EU budget is about more than arithmetic, Polish PM writes in FT

The Polish head of state argued that the EU budget should not be perceived as a financial burden but rather as an investment tool that helps stabilise investment in times of crisis. Paweł Supernak/PAP

Polish Prime Minister Mateusz Morawiecki, in an opinion piece published on the Financial Times website on Wednesday, spoke against cuts to the European Union budget, arguing that they could weaken Europe.

"Discussion of the next EU budget is one of the biggest and most contentious issues currently faced by the bloc. Negotiating a budget deal is not a purely arithmetical exercise. Rather, it must be a translation of political priorities into a financial framework," Morawiecki wrote.

According to the Polish prime minister, the current budget size, set at 1.16 percent of the EU's gross national income, should be a starting point for the negotiations of the 2021-2027 budget since "it is clear that lowering spending would mean weakening the European project."

The EU budget is closely linked to the functioning of the single market as data indicate that there exists a significant relationship between gross contributions of EU member states and the benefits they get from the single market, noted the PM.

"This means that focusing on net balances (whether countries pay in more than they receive) when considering the EU budget is misleading, as it does not reflect the true benefits and costs of integration," the PM wrote.
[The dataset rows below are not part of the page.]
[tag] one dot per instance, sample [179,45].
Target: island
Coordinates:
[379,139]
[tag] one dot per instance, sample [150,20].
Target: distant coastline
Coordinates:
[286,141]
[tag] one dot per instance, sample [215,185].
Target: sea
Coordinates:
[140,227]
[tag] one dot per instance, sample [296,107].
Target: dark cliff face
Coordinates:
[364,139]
He gave the example of the Visegrad Group (V4) countries, comprising the Czech Republic, Hungary, Poland and Slovakia, which in 2010-2016 received net funds from the EU that constituted between 1.5 and 4 percent of their GDP. However, the outflow of dividends and property incomes from V4 to investors located in 15 countries of the so-called 'old' EU reached between 4 and 8 percent of the V4 countries' GDP in the same period.
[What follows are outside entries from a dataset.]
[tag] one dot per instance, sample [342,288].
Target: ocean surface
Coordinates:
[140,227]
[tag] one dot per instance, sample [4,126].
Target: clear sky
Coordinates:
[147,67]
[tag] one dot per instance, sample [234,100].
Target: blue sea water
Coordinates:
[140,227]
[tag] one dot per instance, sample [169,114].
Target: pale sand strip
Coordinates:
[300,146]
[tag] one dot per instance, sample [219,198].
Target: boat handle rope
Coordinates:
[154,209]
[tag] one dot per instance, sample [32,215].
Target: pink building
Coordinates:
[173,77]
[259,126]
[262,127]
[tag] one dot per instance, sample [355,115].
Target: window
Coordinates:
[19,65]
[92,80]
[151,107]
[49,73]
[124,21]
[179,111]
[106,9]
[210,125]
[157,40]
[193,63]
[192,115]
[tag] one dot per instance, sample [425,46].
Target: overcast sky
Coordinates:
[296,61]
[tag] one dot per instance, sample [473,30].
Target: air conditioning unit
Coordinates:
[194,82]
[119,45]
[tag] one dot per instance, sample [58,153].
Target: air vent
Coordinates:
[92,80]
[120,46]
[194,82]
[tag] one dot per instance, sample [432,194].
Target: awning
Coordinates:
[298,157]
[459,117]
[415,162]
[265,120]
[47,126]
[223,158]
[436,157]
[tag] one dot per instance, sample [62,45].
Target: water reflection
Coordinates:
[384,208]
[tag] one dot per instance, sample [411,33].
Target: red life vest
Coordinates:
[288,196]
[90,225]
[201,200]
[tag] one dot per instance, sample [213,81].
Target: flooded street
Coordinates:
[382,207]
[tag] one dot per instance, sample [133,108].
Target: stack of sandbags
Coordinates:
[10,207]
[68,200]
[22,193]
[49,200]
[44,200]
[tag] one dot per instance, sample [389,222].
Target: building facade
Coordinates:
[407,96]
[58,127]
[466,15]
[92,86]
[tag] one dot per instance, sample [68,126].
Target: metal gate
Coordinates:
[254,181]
"The single market lifted trade barriers and opened access to central and eastern European markets," Morawiecki wrote.

"We need to communicate the benefits of economic integration better. Emphasising net balances threatens to exacerbate anti-EU sentiment in some northern European member states," he added.

"We should also show how cohesion policy benefits net contributors to the budget. The implementation of the 2007 to 2013 cohesion policy in the Visegrad countries was worth €96bn in increased exports, and direct capital benefits to the EU15, including €23bn for the 'frugal four' of Austria, Denmark, the Netherlands and Sweden," Morawiecki went on to say.

The Polish head of state argued that the EU budget should not be perceived as a financial burden but rather as an investment tool that helps stabilise investment in times of crisis.

Morawiecki further argued that the costs of Brexit for the EU should be "more equitably distributed." "Deep cuts to both the cohesion policy and the Common Agricultural Policy (CAP), for instance, cannot be justified. The burden of such cuts falls disproportionately on poorer countries in eastern Europe," he writes.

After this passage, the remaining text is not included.